El cepo cambiario cumple cinco años y goza de buena salud
La última versión del cepo cambiario cumple hoy cinco años de continuidad ininterrumpida. Atravesó las gestiones de tres presidentes. La historia del cepo cambiario
En tiempos en los que se debate cuándo y cómo se podrá levantar el cepo cambiario, este domingo 1° de septiembre se cumplen cinco años de la última vez que un Gobierno argentino comenzó con restricciones cambiarias, luego de tres semanas de turbulencias financieras que le costaron al Banco Central una sangría en las reservas internacionales de más de 12.000 millones de dólares.

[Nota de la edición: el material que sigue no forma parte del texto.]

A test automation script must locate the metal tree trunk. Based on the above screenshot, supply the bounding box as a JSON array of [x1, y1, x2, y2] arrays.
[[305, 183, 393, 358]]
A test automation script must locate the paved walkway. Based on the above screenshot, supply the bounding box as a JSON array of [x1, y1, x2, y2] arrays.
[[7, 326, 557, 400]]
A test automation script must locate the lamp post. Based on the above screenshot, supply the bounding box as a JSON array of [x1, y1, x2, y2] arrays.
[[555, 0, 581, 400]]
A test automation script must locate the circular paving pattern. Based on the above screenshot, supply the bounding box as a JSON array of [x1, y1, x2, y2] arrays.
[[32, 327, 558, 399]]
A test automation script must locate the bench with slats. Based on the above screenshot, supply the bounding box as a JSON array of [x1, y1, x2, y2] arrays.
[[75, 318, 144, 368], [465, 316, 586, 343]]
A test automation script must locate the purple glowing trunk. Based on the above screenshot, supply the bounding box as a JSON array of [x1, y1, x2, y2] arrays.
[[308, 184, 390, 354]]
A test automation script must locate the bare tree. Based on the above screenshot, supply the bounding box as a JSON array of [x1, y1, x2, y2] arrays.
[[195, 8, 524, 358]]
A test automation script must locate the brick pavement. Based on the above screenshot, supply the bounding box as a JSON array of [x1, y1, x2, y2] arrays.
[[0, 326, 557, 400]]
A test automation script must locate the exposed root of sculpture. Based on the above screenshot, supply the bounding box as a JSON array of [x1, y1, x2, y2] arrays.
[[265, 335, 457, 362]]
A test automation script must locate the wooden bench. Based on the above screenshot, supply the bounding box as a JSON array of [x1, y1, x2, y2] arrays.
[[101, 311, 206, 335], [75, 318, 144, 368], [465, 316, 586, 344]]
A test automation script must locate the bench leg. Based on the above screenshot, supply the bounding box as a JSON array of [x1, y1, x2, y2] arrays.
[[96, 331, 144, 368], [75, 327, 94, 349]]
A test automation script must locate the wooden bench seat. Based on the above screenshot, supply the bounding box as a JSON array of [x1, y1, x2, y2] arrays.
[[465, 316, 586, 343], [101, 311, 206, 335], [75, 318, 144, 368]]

Cristina lo implementó el 28 de octubre de 2011, luego de ganar las elecciones, cuando el dólar oficial estaba en $4,3 y el dolar blue cotizaba en $4,6. En febrero de aquel año se endureció para las empresas que deberían tener una aprobación del Banco Central para girar dólares al exterior o pagar importaciones. En junio, la AFIP eliminó la posibilidad de comprar dólares para ahorro y sólo se podían comprar en caso de viajes. El dólar oficial valía entonces $4,5 y el blue rozaba los $6. El 30 de agosto, comenzó a cobrarse una percepción del 15% sobre los consumos con tarjeta en el exterior. Nació, entonces, el "dólar tarjeta", que rondaba los $5,4, mientras el dólar oficial estaba $4,7, y el blue $6,4.
Mientras que en diciembre de 2013 aumentaba del 20% al 35% la retención de impuestos, incluía pasajes y paquetes turísticos y el oficial rondaba los $6,2, el dólar tarjeta alcanzaba los $8,4 y el blue llegaba a $9,7.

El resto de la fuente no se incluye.